Deze eerste keer vielen er al acht of negen doden.
Bovendien werden er door de Duitsers drie huizen in brand gestoken.
Toen enige burgers de baan veilig waanden en de branden wilden blussen,
kwamen er Duitsers op hen af, namen vijftien mannen gevangen
en voerden ze mee naar Tiel.
Een uur later werden deze mensen gefusilleerd.
Angst voer in de mensen. In dezelfde nacht vluchten honderden uit Wamel weg...
wij ontvingen reeds om negen uur de eerste vluchtelingen in ons gasthuis.
De stroom vluchtelingen hield aan tot drie uur in de nacht.
Van 20 september tot 14 oktober zouden de Wamelse mensen bij ons blijven.
Onder hen waren ook tien zusters.

vanaf 24 september begon in onze omgeving het schieten.
Vooral de nachten waren daardoor van nu, tot aan het einde van de oorlog
zeer onrustig en angstig.
zeer lange maanden moesten wij leven, terwijl de kogels en granaten
over ons huis vlogen, dag en nacht. we hadden nooit rust meer.
Daarbij kwam nog het telkens oversteken van de Waal door de Duitsers
en de branden die zij dan stichtten.

Dan waren het er zeven, dan weer drie, dan weer een of twee huizen
die door hen vernield werden, zonder dat de bewoners ook maar iets konden,
of liever mochten redden.

De verschrikkelijkste nacht was wel die van 6 op 7 oktober.
Het was ongeveer elf uur in de avond. ik had nog niet geslapen want het kanongebulder
was niet van de 1ucht. Van af mijn bed naar buiten kijkend, scheen de lucht zo licht.
Ik dacht: "Zeker weer Duitse schijnwerpers over de waal."
Elke nacht namelijk, gooiden de Duitsers lichtkogels met een fantastisch groen,
geel blauw enz. licht boven de Waal. Mooi om te zien, als je er niet verder bij nadacht.
Maar het was verontrustend, omdat je wist dat het de voorboden waren van afschuwelijke drama's,
die zich iedere nacht weer afspeelden. ik stond eens op en zag door mijn raam de Waal over.

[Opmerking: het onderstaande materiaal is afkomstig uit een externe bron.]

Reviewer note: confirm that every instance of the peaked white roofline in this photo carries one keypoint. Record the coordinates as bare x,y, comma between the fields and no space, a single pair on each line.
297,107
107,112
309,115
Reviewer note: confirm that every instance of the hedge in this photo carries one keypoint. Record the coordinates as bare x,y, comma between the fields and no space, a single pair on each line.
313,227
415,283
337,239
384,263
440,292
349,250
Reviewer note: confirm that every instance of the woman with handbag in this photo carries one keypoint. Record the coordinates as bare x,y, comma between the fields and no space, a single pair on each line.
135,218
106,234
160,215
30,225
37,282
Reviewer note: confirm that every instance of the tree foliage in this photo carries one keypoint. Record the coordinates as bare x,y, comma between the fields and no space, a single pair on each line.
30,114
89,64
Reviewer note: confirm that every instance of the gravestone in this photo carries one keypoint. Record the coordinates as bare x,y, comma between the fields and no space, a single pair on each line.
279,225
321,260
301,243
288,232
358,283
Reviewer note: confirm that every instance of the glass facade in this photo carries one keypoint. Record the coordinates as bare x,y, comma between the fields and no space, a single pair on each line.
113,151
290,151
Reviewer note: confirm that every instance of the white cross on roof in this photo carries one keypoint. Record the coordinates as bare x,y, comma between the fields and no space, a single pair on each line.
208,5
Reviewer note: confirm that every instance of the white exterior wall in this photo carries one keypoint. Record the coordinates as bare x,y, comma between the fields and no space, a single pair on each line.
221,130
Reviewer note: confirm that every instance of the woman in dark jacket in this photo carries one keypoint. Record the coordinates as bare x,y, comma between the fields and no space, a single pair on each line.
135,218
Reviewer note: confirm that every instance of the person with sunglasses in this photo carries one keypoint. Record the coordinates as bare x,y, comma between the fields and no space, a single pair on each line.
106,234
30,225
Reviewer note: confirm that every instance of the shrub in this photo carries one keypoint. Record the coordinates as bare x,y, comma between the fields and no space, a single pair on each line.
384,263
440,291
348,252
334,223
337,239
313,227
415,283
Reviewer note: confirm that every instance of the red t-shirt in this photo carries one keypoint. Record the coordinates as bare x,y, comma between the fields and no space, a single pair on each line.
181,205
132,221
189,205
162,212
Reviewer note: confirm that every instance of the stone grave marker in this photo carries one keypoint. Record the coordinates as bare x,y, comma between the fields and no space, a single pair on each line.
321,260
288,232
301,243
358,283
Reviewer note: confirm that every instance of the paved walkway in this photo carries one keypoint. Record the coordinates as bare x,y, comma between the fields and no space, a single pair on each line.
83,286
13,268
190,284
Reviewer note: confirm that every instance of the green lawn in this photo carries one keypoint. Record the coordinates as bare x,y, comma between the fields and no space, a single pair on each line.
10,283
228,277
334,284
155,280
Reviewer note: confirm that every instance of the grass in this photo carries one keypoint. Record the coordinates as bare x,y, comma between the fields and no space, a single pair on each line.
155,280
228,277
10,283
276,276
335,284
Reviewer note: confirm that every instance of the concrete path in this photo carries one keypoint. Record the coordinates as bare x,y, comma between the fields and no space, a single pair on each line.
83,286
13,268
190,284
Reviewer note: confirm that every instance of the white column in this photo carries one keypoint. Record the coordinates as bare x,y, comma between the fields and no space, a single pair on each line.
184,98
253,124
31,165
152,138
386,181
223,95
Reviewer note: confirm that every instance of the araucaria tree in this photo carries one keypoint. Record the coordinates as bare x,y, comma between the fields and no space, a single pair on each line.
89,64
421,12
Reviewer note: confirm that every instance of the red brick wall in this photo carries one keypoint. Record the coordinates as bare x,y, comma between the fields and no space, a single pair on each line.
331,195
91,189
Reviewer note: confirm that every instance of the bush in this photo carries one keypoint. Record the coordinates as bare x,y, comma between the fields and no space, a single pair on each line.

Ik probeerde de bron van het rossig licht te zoeken.
Er was niets te bespeuren van het gewone opflikkeren en het heen en weer flitsen van licht.
Boven de Waal was het donker.
Verwonderd en angstig wordend bleef ik nog enige tijd toezien.
Het was of het rossige licht sterker werd... of was dit gezichtsbedrog?...
O, een angstig gemoed meent in het. Donker vaker dingen te zien die er niet zijn...
Ik ging weer naar bed en probeerde te slapen.
Maar na een half uurtje stond ik weer voor het raam.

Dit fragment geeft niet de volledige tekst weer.